[RFC PATCH v3 01/17] x86/resctrl: Add support for Assignable Bandwidth Monitoring Counters (ABMC)

Babu Moger posted 17 patches 1 year, 10 months ago
There is a newer version of this series
[RFC PATCH v3 01/17] x86/resctrl: Add support for Assignable Bandwidth Monitoring Counters (ABMC)
Posted by Babu Moger 1 year, 10 months ago
AMD hardware can support 256 or more RMIDs. However, bandwidth monitoring
feature only guarantees that RMIDs currently assigned to a processor will
be tracked by hardware. The counters of any other RMIDs which are no longer
being tracked will be reset to zero. The MBM event counters return
"Unavailable" for the RMIDs that are not active.

Users can create 256 or more monitor groups. But there can be only limited
number of groups that can give guaranteed monitoring numbers.  With ever
changing configurations there is no way to definitely know which of these
groups will be active for certain point of time. Users do not have the
option to monitor a group or set of groups for certain period of time
without worrying about RMID being reset in between.

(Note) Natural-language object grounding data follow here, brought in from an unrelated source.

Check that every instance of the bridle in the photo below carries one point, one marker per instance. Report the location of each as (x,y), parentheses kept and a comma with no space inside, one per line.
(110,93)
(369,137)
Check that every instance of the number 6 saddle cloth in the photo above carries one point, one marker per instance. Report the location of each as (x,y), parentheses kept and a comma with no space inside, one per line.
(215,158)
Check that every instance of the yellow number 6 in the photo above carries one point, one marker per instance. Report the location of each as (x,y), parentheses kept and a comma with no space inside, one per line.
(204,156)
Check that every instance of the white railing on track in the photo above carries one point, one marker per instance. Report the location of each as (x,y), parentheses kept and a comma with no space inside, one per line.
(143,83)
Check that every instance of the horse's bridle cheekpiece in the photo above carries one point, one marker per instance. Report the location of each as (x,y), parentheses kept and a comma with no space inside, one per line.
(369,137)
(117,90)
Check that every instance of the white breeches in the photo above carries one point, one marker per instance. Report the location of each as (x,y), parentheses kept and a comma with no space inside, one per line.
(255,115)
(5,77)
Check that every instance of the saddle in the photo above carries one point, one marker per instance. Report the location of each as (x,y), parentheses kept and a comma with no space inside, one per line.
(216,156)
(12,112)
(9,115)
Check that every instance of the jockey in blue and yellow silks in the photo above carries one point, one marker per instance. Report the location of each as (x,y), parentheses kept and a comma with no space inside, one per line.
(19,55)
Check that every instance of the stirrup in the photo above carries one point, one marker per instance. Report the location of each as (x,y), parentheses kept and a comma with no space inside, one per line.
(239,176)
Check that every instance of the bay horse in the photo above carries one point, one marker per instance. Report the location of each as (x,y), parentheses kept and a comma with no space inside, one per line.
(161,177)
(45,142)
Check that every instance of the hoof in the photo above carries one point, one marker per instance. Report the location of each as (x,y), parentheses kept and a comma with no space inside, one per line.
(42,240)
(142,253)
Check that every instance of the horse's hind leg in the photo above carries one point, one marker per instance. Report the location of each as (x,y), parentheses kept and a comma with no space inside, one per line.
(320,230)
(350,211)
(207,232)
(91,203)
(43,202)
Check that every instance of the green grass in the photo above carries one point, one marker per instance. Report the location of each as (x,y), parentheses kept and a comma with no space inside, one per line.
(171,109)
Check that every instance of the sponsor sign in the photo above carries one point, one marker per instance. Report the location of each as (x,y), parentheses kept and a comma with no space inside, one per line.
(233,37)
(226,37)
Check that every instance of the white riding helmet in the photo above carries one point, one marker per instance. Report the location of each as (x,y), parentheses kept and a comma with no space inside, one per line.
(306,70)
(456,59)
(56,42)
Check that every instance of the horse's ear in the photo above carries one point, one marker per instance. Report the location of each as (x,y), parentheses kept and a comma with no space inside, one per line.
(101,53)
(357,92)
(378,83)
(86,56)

The ABMC feature provides an option to the user to assign an RMID to the
hardware counter and monitor the bandwidth for a longer duration.
The assigned RMID will be active until the user unassigns it manually.
There is no need to worry about counters being reset during this period.
Additionally, the user can specify a bitmask identifying the specific
bandwidth types from the given source to track with the counter.

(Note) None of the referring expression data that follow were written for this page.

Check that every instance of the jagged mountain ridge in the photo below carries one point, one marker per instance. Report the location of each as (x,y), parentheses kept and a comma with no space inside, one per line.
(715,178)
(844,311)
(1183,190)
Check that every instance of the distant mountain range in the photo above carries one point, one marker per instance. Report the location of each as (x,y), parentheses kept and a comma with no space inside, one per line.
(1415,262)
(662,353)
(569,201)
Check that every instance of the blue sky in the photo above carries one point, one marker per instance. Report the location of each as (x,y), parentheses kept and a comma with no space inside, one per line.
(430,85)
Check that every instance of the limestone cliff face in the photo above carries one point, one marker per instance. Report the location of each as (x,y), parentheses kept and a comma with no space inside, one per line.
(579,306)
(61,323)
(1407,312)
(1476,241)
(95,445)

Linux resctrl subsystem provides the interface to count maximum of two
memory bandwidth events per group, from a combination of available total
and local events. Keeping the current interface, users can assign a maximum
of 2 ABMC counters per group. User will also have the option to assign only
one counter to the group. If the system runs out of assignable ABMC
counters, kernel will display an error. Users need to unassign an already
assigned counter to make space for new assignments.

AMD hardware provides total of 32 ABMC counters when supported.

The feature can be detected via CPUID_Fn80000020_EBX_x00 bit 5.
Bits Description
5    ABMC (Assignable Bandwidth Monitoring Counters)

The feature details are documented in APM listed below [1].
[1] AMD64 Architecture Programmer's Manual Volume 2: System Programming
Publication # 24593 Revision 3.41 section 19.3.3.3 Assignable Bandwidth
Monitoring (ABMC).

Signed-off-by: Babu Moger <babu.moger@amd.com>
Link: https://bugzilla.kernel.org/show_bug.cgi?id=206537
---
v3: Change because of rebase. Actual patch did not change.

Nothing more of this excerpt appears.